4. センサー解像度:8,000DPIとトラッキング強化
3Sでも十分だったセンサー精度が、今作では「8,000DPIの高精度」を維持しつつ、ガラス面でのトラッキング性能がさらに強化されました。厚さ4mmの透明ガラステーブルの上でも、カーソルの飛びは一切確認できませんでした。
5. 詳細スペック比較表
| 項目 | MX Master 3S | MX Master 4 |
|---|---|---|
| 価格(公式) | 16,940円 | 19,800円 |
| 接続方式 | Logi Bolt (A) / Bluetooth | Logi Bolt (C) / Bluetooth |
| フィードバック | なし | 触覚フィードバック搭載 |
| 新機能 | ジェスチャー操作 | Actions Ring (8方向) |
| ボタン数 | 7ボタン | 7ボタン(内部機構刷新) |
| 重量 | 141g | 148g |
| 充電端子 | USB-C | USB-C(急速充電対応) |
【独自レビュー】1ヶ月使い倒して分かった「光と影」
メリット:作業の「没入感」が桁違い
以前のモデルでは、長時間作業していると「指のベタつき」に意識が向いてしまい、集中力が削がれることがありました。
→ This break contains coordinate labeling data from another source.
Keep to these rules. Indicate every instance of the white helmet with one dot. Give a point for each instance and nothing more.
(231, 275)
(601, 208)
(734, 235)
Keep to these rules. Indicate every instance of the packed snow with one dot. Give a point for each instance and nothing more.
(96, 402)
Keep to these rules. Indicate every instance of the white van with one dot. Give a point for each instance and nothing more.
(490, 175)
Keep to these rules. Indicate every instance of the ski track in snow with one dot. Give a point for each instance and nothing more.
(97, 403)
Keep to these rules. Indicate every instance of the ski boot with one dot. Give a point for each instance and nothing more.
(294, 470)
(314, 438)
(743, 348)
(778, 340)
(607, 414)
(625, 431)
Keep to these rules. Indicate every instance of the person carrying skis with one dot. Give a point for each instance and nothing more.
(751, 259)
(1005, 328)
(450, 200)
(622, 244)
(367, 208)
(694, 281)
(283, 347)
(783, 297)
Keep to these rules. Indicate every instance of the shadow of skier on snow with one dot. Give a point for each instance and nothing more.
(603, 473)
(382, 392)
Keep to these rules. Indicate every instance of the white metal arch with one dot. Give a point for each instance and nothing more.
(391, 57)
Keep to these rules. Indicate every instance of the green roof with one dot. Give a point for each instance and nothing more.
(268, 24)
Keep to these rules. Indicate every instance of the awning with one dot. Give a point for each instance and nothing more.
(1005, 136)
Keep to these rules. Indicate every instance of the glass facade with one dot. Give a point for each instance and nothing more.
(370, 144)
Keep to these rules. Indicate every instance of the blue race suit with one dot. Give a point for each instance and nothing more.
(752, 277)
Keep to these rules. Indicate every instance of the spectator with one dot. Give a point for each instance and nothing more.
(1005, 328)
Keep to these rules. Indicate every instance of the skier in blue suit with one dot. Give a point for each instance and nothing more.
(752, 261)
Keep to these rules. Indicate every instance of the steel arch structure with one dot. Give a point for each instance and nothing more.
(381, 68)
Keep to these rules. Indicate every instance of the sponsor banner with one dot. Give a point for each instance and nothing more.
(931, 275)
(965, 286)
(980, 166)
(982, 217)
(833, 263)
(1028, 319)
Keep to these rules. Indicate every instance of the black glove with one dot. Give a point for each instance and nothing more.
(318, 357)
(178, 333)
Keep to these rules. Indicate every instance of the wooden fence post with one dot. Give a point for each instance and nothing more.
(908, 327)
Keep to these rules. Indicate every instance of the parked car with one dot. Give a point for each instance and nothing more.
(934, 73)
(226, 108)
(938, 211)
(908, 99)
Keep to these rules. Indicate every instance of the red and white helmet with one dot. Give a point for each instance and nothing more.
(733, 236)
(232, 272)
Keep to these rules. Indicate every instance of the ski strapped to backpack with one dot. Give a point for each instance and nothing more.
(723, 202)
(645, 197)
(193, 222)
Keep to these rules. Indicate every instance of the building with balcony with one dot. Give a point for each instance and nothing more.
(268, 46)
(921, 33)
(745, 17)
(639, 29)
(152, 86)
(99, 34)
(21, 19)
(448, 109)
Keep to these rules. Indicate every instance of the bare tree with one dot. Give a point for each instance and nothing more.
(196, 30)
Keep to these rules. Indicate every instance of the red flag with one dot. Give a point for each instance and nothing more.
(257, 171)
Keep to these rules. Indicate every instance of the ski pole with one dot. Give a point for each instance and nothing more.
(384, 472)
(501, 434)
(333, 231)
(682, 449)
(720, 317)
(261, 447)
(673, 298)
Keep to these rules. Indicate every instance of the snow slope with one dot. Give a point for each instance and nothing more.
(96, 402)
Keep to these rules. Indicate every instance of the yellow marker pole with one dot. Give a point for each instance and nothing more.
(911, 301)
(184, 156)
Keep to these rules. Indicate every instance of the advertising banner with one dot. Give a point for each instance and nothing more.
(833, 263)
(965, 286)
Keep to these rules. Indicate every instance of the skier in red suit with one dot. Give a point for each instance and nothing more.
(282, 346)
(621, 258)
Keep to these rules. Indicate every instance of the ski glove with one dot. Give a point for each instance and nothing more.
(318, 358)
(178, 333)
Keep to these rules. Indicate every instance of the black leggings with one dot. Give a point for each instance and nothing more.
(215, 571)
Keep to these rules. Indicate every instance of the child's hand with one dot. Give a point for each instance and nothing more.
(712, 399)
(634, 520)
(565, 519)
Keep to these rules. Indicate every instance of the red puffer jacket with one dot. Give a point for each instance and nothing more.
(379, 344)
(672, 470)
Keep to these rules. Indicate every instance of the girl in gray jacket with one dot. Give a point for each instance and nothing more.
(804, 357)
MX Master 4は、常に一定のサラサラ感を提供してくれるため、道具としての存在を忘れて作業に没入できます。
デメリット:約150gという「重さ」の壁
あえて欠点を挙げるなら、重量です。触覚エンジンや新素材の採用により、3Sよりも約7g重くなっています。1日8時間以上マウスを振り続けるユーザーにとって、この差は手首への負担として蓄積される可能性があります。
加水分解を「絶対に」発生させないためのメンテナンス術
MX Master 4は加水分解しにくい素材になりましたが、2万円近い投資を無駄にしないために、以下のメンテナンスを推奨します。
- アルコール除菌シートの選び方: 本モデルの樹脂素材は耐薬品性が高いため、エタノール70%程度のシートであれば問題ありません。ただし、サイドのシリコン部分は避け、天面の樹脂部分のみに留めてください。
- 皮脂汚れは「即」拭き取る: 加水分解はしませんが、皮脂汚れが蓄積すると「テカリ」の原因になります。マイクロファイバークロスで一拭きする習慣をつけましょう。
- ハンドクリームとの相性に注意: 一部のハンドクリームに含まれる成分は、シリコンを膨潤させる性質があります。クリームを塗った直後の使用は避けましょう。
競合製品との比較:なぜ「MX Master 4」なのか?
| 比較項目 | MX Master 4 | Razer Pro Click | G502 X PLUS |
|---|---|---|---|
| 用途 | 事務・クリエイティブ | 一般事務 | ゲーム・編集併用 |
| ホイール | 電磁気式(無限回転) | 機械式 | 機械式(切替可) |
| 静音性 | ◎ (非常に静か) | ○ (普通) | △ (クリック音大) |
| 独自機能 | 触覚FB / Actions Ring | なし | 多ボタンマクロ |
| 耐加水分解 | ◎ (樹脂素材) | △ (ラバー多め) | ○ (一部ラバー) |
【結論】あなたは今すぐ買い替えるべきか?
買い替えるべき人
- MX Master 3/3Sが既にベタついている人: 清掃に時間をかけるより、4へ移行したほうがQOLが爆上がりします。
- MacBookをメインに使っている人: USB-Cレシーバーの恩恵は想像以上に大きいです。
- 「一生モノの道具」を求めている人: 素材の刷新により、5年以上戦える耐久性を手に入れました。
まだ買わなくていい人
- 3Sを最近買ったばかりで、まだサラサラな人: 機能的な進化は素晴らしいですが、19,800円の投資を急ぐ必要はありません。
- とにかく軽いマウスが好きな人: PRO X SUPERLIGHT 2などの軽量ゲーミングマウスを検討すべきです。
まとめ:MX Master 4は、積年の悩みを解決した「正統進化の到達点」
ロジクールは、ユーザーの声を無視しませんでした。「性能は最高、素材は最悪」と言われ続けた過去を清算し、MX Master 4は「性能も最高、素材も最高」という、非の打ち所がない製品へと昇華されました。
加水分解によるベタつきは、単なる汚れではありません。あなたの作業意欲を削ぎ、クリエイティビティを阻害する要因です。2026年、あなたのデスクにあるマウスが少しでも劣化の兆候を見せているなら、今こそ「永遠のサラサラ」を手に入れるタイミングです。